Miller, a retired Green Beret, is among the most outspoken about mandating national service and taking other steps to improve military readiness. He sees a “crisis” facing our all-volunteer military.

Although Trump has not formally endorsed this latest Heritage strategy document, he eagerly embraced the organization’s proposals in his first term.

At a time when just 1% of the nation’s population serves in the armed services, according to the Post, the big readiness challenge continues to be recruitment.

The Pentagon fell short of its recruiting goal by about 41,000 last year, the Post reports. Only the Marines and the Space Force met their objectives.

In one startling explanation for the shortfall, the Army cited internal data indicating some 71% of Americans do not qualify for military service for reasons that include obesity, drug use and aptitude.

Yet, as one of the last draftees during the Vietnam War, I know that Washington and the Pentagon don’t want to go back to the days of draft cards except as a very last resort.

Besides the problems of physical readiness, there are the morale issues tied to soldiers who don’t want to be there. Any commander, as I learned firsthand, would rather lead a platoon of willing recruits than resentful and begrudging draftees.

And the political impact back home can be a very real headache for local politicians, as I learned from some of Chicago Mayor Richard J. Daley’s constituents in the Vietnam era.

No politician wants to deal with the anguish of constituents’ sons and daughters coming home in body bags from a war hardly anyone understands.

Among Miller’s recommendations, he would like to see the Armed Services Vocational Aptitude Battery, or ASVAB, taken in every high school. It’s a multiple-aptitude exam that helps predict future academic and occupational success in the military. More than a million military applicants take it every year.

I can also speak from personal experience about the personal value of the military experience. Besides the physical fitness — that has faded for me over time — I remain impressed and inspired by the level of personal sacrifice my fellow troops were willing to make without giving it a second thought.

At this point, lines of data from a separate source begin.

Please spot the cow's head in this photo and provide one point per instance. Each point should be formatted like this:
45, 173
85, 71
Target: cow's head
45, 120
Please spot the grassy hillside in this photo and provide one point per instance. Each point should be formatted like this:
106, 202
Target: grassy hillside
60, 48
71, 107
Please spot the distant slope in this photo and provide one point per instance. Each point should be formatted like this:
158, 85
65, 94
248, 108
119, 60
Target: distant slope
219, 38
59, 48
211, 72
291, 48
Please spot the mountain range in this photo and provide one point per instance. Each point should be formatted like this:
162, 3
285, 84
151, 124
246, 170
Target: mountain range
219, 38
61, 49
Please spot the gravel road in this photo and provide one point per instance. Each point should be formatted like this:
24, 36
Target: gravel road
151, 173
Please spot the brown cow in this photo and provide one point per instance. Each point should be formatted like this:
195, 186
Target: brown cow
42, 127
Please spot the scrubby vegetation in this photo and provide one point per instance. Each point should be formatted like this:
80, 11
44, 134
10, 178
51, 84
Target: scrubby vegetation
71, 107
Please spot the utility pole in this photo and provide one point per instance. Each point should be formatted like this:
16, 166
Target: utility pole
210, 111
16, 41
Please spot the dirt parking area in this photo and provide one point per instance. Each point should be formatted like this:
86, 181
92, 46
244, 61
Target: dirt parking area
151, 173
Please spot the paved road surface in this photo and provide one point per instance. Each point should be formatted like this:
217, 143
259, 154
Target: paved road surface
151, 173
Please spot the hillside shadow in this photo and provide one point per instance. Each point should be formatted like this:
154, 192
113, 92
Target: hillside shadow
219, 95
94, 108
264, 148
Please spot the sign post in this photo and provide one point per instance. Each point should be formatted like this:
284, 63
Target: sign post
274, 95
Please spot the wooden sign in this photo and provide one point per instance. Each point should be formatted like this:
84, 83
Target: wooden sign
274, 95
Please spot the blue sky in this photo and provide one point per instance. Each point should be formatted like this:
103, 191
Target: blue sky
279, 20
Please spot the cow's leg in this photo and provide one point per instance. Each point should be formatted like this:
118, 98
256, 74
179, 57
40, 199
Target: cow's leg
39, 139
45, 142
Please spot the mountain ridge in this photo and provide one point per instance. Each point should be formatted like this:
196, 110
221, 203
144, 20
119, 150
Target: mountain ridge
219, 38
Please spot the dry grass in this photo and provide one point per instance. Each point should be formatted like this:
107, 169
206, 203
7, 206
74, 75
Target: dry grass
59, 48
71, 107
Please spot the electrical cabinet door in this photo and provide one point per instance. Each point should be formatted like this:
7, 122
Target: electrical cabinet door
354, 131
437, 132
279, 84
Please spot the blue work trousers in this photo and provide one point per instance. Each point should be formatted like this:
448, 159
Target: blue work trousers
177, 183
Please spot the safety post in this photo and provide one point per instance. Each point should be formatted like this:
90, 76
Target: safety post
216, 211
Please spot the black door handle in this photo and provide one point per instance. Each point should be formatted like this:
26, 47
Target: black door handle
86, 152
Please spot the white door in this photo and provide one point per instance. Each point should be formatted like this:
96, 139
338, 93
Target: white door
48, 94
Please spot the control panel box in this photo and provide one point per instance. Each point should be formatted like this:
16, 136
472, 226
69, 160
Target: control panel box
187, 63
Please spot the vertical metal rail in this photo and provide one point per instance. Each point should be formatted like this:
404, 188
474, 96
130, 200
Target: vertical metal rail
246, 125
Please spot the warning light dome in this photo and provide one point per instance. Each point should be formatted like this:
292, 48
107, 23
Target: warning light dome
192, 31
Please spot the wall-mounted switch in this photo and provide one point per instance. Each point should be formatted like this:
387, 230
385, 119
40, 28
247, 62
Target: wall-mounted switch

The draft ended for Americans in 1973, two years before the war ended, after Congress cut off its funding. No one seems to have been in a hurry to bring it back ever since.

Still, there are some gung-ho MAGA Republicans who suggest a draft could toughen up a seemingly pampered generation of video game-playing softies. Maybe so, but let’s not press our luck. We’re better off with an all-volunteer military.

The irony of having a possible return of President Trump took on an ironic twist with the recent 80th anniversary of the D-Day landing.

It brought back memories of how Trump’s role of commander in chief was compromised at times by his multiple deferrals from military service during the Vietnam era thanks to questionable medical claims.

The controversy led Democratic Sen. Tammy Duckworth of Illinois — who lost both legs in combat — to rechristen Trump “Cadet Bone Spurs.”

Somehow I don’t think, despite the entreaties of those on the right who fret about the state of our military, that Trump would endorse something as politically unpopular as a return of the draft. But he’s not the most predictable of candidates.